Without the need for much explanation, she, too, returned my hug enthusiastically and patted my back. “Everything is fine. Calm down, girl!” she asserted.

With a dainty, polite bob of my head, I grabbed her hand tightly. I felt like a little kid under her knowing gaze. She knew exactly where to go and moved ahead, confident. I felt remorseful, remorseful for my attitude towards her. She wasn’t bad. In fact, she turned out to be a rescuer. I could have died if she hadn’t come up to save me!

We reached the camp after about an hour’s hike. The raining had stopped by then, and so everyone was outside. They were looking about frantically and not just for me but also for Merlin. We had both been out for around three hours. Mr. Parker came towards us with an intimidating but relieved expression. “Where were you two? We were all so tensed!”

Merlin narrated the whole incident: how she had a gut feeling that I might get lost and how I did get lost. Then she told him all about how she found me. I held my breath as the part of me crying and hugging her came up, but she never actually said it. Instead, she simply moved on further with the explanation and acted as though it had never happened.
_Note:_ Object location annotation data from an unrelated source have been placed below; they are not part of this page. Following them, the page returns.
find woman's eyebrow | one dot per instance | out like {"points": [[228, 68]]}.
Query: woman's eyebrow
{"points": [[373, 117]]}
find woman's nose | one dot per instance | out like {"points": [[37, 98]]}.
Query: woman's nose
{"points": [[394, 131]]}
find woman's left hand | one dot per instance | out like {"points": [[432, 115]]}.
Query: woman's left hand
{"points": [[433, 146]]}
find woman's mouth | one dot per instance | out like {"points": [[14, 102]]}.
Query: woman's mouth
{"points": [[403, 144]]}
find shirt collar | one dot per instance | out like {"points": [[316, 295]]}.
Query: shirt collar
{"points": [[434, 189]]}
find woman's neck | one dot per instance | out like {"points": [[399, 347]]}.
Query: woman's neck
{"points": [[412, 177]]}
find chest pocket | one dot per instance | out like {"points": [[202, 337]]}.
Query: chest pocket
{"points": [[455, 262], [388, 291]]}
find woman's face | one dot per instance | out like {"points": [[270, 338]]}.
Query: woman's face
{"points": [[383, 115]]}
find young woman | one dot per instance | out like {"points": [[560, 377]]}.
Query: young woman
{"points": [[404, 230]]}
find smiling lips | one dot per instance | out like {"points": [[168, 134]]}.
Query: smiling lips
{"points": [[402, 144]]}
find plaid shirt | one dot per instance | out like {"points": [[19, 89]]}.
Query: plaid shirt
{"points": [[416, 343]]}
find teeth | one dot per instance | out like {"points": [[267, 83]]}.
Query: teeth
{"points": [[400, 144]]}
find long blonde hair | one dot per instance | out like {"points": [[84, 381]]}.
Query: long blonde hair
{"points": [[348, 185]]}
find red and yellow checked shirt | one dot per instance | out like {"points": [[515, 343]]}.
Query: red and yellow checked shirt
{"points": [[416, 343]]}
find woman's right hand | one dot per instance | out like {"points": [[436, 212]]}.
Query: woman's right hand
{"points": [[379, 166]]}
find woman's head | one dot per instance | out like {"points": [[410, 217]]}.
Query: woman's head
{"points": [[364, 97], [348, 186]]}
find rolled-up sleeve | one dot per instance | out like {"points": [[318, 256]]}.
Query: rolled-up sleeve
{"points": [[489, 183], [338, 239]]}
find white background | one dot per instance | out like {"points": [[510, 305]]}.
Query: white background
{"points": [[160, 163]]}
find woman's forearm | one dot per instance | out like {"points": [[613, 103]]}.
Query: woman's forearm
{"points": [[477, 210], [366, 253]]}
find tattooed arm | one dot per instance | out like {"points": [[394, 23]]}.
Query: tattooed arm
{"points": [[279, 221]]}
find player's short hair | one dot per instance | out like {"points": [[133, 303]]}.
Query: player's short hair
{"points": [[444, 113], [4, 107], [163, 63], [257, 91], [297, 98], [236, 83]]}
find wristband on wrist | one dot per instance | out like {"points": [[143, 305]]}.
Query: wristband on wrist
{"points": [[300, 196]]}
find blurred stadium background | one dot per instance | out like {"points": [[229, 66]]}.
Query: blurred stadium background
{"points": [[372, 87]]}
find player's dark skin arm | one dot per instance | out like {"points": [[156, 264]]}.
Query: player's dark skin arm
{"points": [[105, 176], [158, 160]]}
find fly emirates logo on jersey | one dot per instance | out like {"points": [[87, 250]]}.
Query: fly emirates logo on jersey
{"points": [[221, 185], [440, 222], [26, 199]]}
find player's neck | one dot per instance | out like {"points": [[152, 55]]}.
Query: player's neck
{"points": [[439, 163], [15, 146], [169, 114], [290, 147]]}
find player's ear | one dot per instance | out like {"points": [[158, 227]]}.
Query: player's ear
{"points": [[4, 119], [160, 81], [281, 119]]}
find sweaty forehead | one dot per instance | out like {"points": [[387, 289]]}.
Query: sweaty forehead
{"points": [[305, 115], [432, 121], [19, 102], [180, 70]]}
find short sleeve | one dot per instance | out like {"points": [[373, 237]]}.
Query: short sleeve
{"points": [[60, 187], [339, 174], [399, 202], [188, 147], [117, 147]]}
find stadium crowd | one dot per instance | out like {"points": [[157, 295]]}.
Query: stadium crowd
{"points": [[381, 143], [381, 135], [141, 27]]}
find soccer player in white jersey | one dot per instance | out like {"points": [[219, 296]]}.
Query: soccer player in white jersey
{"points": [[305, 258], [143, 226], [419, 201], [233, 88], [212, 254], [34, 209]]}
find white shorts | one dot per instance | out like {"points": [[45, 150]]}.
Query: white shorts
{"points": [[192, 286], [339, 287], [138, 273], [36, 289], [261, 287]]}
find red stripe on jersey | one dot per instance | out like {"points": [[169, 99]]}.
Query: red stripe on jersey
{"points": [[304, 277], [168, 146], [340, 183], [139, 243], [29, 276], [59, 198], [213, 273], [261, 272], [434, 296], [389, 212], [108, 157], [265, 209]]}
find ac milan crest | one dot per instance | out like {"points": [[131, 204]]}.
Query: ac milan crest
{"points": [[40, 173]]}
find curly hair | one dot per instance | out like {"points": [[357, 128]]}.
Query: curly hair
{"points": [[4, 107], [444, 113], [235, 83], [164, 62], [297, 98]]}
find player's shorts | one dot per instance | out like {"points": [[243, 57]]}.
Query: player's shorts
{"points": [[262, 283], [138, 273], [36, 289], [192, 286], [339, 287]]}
Relief surged over me with an intense force. I knew that the news of me weeping would’ve given my friends a lifelong pass to deride me into dirt, and she just saved me tons of embarrassment. I owed her big time!

The whole camping trip got cancelled due to the rain. We were made to go back home right after our return. All my mates were lambasting throughout the trip back, saying that all we made out of today was disappointment and exhaustion, but this once, I opposed their views.

This trip, though not a very pleasant one, taught me a lesson which I would never forget; a lesson which I would let remain, unsaid. Merlin was like one of us or, honestly, a bit more considerate. She helped me in my studies, and I, in turns, helped her in sports. She was fun and clever, completely contrast to what I had thought of her. She was not only a good student but also a true friend. I would never again call a person Marshy!